Франсуа показалось, что собеседник еле заметно наклонил голову, но это могло быть и непроизвольным нервным тиком. Он знал, что с этим человеком нечего и надеяться затеять разговор. Затем, так же неловко, как и в прошлый раз, он вынул бумажник.
— Мне бы хотелось вам… компенсировать то, что я недодал вчера.
И тотчас же он пожалел о своих словах. «Вам компенсировать»… Неужели он не мог найти выражения получше?
— Вы мне уже заплатили. Я вам оказал услугу, вот и все.
Франсуа убрал бумажник, чтобы заранее не обижать своего собеседника.
— Послушайте, так получилось, что в последнее время у меня небольшие проблемы со здоровьем и я больше не в состоянии заниматься своим садом, как раньше.
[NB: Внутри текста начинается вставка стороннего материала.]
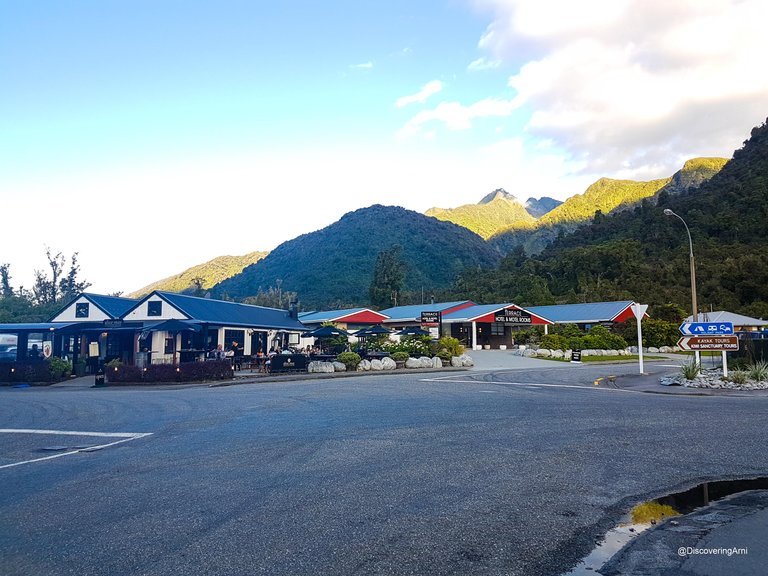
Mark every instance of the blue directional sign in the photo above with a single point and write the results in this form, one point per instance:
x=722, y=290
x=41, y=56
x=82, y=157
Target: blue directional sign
x=706, y=328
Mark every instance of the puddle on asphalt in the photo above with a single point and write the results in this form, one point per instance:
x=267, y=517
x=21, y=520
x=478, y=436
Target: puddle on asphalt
x=647, y=514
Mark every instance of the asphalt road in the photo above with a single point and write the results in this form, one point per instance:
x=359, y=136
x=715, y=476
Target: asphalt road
x=504, y=474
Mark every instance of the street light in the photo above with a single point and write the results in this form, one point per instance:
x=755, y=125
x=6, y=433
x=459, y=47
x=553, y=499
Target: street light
x=669, y=212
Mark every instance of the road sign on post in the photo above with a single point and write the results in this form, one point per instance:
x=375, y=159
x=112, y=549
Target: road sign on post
x=709, y=343
x=639, y=311
x=706, y=328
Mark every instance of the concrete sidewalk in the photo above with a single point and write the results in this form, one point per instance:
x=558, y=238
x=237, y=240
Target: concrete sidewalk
x=726, y=538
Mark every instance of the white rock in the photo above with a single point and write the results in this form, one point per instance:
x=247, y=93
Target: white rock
x=325, y=367
x=388, y=364
x=412, y=363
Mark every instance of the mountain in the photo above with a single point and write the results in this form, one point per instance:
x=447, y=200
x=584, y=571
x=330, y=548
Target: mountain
x=537, y=208
x=333, y=267
x=606, y=196
x=642, y=254
x=497, y=211
x=202, y=276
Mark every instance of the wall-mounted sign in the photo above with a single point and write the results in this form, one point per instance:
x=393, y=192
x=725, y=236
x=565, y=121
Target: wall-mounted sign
x=430, y=317
x=512, y=317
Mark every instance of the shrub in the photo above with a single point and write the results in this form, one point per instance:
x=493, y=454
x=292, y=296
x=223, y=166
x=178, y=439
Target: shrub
x=738, y=377
x=759, y=371
x=451, y=345
x=59, y=368
x=400, y=356
x=690, y=370
x=555, y=342
x=349, y=359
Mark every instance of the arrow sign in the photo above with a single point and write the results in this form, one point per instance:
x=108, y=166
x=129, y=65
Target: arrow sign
x=706, y=328
x=709, y=343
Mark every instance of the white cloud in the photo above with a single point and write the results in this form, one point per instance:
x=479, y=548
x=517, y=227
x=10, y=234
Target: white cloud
x=429, y=89
x=483, y=64
x=632, y=83
x=456, y=116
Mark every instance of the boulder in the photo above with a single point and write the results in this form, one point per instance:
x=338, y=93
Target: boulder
x=326, y=367
x=388, y=364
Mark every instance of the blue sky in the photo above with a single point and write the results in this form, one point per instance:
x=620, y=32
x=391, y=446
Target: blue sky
x=171, y=132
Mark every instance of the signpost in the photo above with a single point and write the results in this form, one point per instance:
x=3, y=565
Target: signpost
x=709, y=343
x=639, y=311
x=698, y=336
x=706, y=328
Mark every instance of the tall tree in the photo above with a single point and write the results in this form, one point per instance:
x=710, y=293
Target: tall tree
x=388, y=277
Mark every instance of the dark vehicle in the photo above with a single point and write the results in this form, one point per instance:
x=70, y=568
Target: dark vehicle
x=7, y=353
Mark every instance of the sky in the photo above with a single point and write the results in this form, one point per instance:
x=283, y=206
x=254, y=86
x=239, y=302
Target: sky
x=149, y=136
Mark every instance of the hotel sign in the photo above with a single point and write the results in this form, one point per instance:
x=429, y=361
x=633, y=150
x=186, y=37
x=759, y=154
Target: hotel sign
x=512, y=317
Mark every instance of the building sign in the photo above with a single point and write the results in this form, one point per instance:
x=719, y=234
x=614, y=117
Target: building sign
x=512, y=317
x=429, y=317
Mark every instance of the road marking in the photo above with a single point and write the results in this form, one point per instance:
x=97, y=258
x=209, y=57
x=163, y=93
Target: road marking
x=123, y=437
x=534, y=385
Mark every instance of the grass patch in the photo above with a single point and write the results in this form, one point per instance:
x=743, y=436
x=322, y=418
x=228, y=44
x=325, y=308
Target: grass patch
x=605, y=358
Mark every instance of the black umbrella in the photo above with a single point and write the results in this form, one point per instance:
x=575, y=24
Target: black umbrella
x=412, y=331
x=326, y=332
x=377, y=330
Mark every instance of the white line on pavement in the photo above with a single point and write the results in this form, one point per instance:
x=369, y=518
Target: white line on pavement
x=124, y=437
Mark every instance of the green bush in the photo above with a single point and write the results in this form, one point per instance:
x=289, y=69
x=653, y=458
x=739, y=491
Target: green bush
x=349, y=359
x=759, y=371
x=555, y=342
x=450, y=346
x=59, y=368
x=690, y=370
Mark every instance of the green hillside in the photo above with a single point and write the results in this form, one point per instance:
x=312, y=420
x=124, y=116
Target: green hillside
x=642, y=254
x=606, y=196
x=497, y=211
x=202, y=276
x=333, y=267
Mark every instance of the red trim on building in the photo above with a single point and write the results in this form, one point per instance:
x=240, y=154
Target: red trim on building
x=489, y=318
x=362, y=317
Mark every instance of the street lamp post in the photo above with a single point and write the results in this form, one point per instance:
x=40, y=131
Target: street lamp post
x=669, y=212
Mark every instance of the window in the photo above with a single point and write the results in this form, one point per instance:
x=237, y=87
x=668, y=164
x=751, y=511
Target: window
x=155, y=308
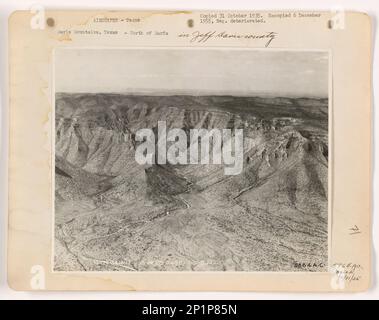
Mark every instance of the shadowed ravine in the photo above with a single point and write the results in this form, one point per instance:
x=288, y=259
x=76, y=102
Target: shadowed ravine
x=112, y=214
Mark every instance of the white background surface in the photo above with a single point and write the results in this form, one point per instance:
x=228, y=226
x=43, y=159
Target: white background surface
x=8, y=6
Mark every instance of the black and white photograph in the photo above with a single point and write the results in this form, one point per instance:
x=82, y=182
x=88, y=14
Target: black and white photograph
x=171, y=159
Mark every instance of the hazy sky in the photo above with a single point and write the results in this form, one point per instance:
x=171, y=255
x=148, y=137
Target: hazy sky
x=192, y=71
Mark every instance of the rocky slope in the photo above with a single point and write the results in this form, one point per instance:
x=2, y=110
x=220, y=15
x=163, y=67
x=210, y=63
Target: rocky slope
x=113, y=214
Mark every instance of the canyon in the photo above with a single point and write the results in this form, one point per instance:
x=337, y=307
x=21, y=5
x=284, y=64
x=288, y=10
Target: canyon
x=113, y=214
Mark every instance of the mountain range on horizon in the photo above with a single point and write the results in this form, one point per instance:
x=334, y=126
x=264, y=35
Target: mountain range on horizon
x=112, y=214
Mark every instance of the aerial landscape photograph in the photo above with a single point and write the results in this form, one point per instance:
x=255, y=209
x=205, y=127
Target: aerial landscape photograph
x=113, y=213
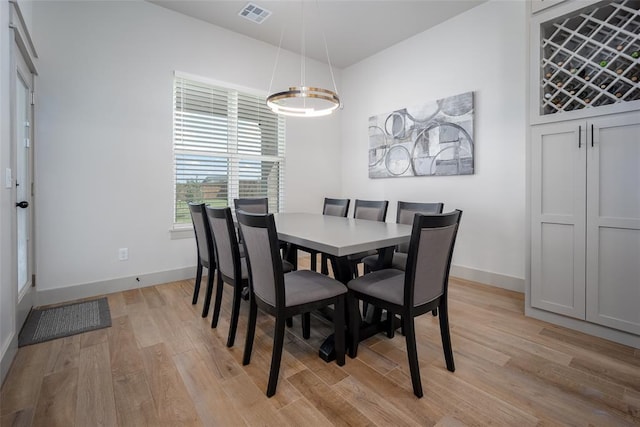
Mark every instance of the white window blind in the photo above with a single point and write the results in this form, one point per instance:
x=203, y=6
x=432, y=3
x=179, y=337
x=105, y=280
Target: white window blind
x=227, y=144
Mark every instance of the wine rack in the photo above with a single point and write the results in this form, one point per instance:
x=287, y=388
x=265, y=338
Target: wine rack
x=590, y=58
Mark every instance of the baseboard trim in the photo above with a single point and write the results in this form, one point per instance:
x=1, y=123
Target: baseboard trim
x=487, y=278
x=614, y=335
x=87, y=290
x=8, y=355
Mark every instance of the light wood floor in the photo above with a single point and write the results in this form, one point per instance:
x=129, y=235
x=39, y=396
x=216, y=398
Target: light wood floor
x=161, y=364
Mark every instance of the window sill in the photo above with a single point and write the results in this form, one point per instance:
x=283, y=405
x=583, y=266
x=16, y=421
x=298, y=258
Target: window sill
x=177, y=233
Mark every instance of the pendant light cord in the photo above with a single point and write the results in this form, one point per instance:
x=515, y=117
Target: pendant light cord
x=326, y=47
x=275, y=65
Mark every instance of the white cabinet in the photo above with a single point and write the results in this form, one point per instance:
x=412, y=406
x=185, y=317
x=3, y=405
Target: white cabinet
x=585, y=220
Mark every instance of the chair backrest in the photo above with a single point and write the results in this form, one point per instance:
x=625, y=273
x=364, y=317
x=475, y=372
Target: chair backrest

— Вы хотите меня нанять, да?
Эти слова были произнесены все тем же безразличным тоном, в котором не слышалось никакого особенного воодушевления.
— Если вы свободны для некоторых садовых работ, то окажете мне услугу. Ничего особенно сложного: лужайка нуждается в том, чтобы ее подстригали, живые изгороди ничего не будут иметь против хорошего ухода…
Во взгляде молодого человека что-то изменилось. Без сомнений, он предпочитал «говорить о делах», чем терпеть этот ужасающий снисходительный тон, в который Франсуа позволил себе впасть.